Fulfilment by Amazon for retailers
Retailers can use all the sophisticated might of Amazon’s highly developed fulfilment networks. They can store their products in Amazon’s fulfilment centres, and they pick, pack, ship and provide customer service for these products. The sellers pay storage and fulfilment fees for the service.
Amazon markets FBA to retailers on the basis that it can help them scale their business and reach more customers. This message seems to be coming through loud and clear as it’s estimated that currently, globally, more than two million are retailing this way.
We have recently undertaken some work for a highly successful entrepreneur who have scaled up his businesses right the way from scratch to sale in the FBA space, supporting him all the way through the sale process and getting him the exit he wanted.
We spoke to him about the insights he gleaned and the experience he gathered in going through this process.

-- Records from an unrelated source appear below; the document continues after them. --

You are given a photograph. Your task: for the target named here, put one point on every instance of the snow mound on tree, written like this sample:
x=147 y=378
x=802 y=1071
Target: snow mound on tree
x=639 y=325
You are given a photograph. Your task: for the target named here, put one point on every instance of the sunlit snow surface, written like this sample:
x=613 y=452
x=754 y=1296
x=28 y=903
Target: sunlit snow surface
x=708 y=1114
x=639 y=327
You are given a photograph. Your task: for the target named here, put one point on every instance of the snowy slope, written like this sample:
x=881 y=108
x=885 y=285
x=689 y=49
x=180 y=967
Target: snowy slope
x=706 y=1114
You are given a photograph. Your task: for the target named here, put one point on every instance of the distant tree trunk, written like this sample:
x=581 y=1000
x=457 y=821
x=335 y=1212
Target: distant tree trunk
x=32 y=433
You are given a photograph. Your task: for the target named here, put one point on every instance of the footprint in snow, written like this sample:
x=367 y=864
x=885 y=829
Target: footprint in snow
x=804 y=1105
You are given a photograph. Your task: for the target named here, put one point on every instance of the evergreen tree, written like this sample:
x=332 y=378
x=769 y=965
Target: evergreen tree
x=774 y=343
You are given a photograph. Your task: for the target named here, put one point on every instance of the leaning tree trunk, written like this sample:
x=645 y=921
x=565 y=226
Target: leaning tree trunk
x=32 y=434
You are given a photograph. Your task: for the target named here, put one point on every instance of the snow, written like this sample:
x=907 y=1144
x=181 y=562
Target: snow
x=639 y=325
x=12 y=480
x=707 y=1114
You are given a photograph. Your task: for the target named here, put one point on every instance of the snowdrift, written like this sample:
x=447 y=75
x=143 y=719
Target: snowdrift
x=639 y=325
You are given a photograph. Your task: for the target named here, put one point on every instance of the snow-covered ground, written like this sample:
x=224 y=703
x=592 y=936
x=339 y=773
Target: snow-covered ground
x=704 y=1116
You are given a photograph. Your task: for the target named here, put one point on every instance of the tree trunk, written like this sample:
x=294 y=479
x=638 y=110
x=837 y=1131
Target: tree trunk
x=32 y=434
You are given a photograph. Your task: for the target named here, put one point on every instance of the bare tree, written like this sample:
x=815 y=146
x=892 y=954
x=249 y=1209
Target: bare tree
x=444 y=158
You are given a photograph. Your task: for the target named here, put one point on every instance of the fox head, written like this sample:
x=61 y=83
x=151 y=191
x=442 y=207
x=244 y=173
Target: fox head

Frankie Thorogood launched sportswear business TCA in 2012 from his bedroom in Hackney, East London. Having recently graduated from university and been rejected from multiple job applications, his goal was to make a small profit while he worked out what he wanted to with his life. Frankie sold his business in May of this year.
“It all started for me in a freezing cold winter, when I wanted to wear a snood for Sunday league football. The big-name sports retailers at the time didn’t have any. So I sourced some from China. I spent £100 of my savings on buying as many snoods as I could as I figured that if I wanted one then other people were likely to want them too.

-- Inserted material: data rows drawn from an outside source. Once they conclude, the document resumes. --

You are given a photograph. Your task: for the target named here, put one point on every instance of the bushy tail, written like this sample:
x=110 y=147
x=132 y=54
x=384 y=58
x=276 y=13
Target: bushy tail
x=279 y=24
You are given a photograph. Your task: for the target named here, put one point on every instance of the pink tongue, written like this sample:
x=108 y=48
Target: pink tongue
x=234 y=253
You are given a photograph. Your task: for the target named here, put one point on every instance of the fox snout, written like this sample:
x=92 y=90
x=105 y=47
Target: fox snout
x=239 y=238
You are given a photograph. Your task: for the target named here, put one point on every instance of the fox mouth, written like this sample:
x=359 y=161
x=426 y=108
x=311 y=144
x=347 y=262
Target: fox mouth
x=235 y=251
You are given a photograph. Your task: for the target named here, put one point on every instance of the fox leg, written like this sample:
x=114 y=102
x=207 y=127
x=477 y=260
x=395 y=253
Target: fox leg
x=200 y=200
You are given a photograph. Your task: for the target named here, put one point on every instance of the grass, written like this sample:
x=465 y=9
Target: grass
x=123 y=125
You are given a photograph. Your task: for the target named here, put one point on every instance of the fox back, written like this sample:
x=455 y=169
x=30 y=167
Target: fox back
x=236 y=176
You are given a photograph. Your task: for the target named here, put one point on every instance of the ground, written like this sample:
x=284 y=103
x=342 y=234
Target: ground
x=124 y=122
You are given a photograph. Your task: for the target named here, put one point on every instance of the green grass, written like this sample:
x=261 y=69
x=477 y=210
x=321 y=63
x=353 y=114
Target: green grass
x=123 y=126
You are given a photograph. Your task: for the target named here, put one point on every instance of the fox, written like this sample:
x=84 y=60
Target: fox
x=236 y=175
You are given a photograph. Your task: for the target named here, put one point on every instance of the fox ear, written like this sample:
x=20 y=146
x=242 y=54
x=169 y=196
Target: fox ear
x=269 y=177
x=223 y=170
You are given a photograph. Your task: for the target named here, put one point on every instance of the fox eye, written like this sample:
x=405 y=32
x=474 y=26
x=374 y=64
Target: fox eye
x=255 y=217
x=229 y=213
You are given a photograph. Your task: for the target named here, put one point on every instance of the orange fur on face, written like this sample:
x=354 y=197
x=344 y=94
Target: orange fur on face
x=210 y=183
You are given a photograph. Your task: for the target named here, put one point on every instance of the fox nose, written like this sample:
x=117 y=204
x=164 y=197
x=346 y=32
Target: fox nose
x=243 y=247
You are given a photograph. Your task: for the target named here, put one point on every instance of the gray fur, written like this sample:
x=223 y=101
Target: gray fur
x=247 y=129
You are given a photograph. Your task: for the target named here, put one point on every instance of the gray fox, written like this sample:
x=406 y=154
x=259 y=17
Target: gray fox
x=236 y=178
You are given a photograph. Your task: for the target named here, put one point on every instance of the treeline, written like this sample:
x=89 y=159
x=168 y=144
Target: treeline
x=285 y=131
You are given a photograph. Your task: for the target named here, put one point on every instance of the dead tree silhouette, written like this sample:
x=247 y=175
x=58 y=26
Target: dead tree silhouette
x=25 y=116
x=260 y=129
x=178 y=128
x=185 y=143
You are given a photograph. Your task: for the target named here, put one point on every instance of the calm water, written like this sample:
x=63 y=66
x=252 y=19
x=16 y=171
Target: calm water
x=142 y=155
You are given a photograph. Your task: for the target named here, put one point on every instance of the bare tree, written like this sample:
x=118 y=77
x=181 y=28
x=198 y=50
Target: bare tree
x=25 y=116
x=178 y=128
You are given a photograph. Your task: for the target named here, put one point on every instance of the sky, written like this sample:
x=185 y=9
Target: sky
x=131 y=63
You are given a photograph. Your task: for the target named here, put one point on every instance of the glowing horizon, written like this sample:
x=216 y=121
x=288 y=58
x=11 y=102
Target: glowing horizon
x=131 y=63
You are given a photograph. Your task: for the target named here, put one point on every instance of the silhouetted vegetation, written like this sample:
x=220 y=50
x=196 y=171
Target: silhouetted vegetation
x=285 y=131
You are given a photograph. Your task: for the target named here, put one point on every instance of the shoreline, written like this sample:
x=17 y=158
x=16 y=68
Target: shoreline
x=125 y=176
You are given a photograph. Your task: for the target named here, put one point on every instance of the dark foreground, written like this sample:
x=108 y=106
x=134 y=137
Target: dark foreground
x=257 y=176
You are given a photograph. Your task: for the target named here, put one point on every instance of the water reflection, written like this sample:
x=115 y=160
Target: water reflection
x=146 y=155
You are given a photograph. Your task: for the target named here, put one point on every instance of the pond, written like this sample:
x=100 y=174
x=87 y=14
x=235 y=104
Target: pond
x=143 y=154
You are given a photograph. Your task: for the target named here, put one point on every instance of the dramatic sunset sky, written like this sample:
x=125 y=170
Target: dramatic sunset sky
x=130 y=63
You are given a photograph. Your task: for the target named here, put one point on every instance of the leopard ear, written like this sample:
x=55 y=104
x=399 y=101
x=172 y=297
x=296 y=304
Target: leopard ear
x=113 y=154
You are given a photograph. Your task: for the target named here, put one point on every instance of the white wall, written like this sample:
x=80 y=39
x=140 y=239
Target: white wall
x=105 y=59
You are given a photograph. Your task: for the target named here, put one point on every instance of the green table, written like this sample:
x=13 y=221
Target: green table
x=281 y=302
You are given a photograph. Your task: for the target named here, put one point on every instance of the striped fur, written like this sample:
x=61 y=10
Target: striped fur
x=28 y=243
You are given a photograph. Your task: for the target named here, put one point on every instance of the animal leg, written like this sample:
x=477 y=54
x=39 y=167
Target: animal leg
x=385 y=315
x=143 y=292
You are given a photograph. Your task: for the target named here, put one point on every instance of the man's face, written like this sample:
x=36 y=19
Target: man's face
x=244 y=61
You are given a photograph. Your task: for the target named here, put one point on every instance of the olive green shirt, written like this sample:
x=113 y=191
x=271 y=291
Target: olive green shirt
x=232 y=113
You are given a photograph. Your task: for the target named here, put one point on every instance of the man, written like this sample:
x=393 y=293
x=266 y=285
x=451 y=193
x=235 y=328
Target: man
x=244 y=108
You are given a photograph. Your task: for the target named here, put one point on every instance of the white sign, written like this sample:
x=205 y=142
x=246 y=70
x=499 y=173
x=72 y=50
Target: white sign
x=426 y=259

“My aim was to turn this £100 into £300. I did this pretty quickly and then I spent that £300 on more snoods to sell. I walked the length of Oxford Street in London literally pitching and selling them to the clothing retailers there. I started developing and designing more sports clothing products and moved on to selling on eBay first, which over time led to Amazon. That was in 2012 and by the end of 2014 I was doing £1m in revenue.
“I didn’t set up specifically to become a Fulfilled by Amazon business, it just developed over time, but I would say there are three big advantages of working in the FBA space. First is that you are potentially being delivered millions of customers every day. If this constant stream of customers likes the product then you will get sales. The second is the fulfilment services they provide. They pick up the products for free and ship them to customers. Thirdly, it’s about trust. People trust Amazon with their card details. This seems small but it makes a huge difference to the buyer experience and of course, the sellers.
“You hear of some people trying to second-guess products that people need and provide supply to meet this demand and make big money fast but this was never my approach. I always invested time and effort and hard work into making the product the best I could”.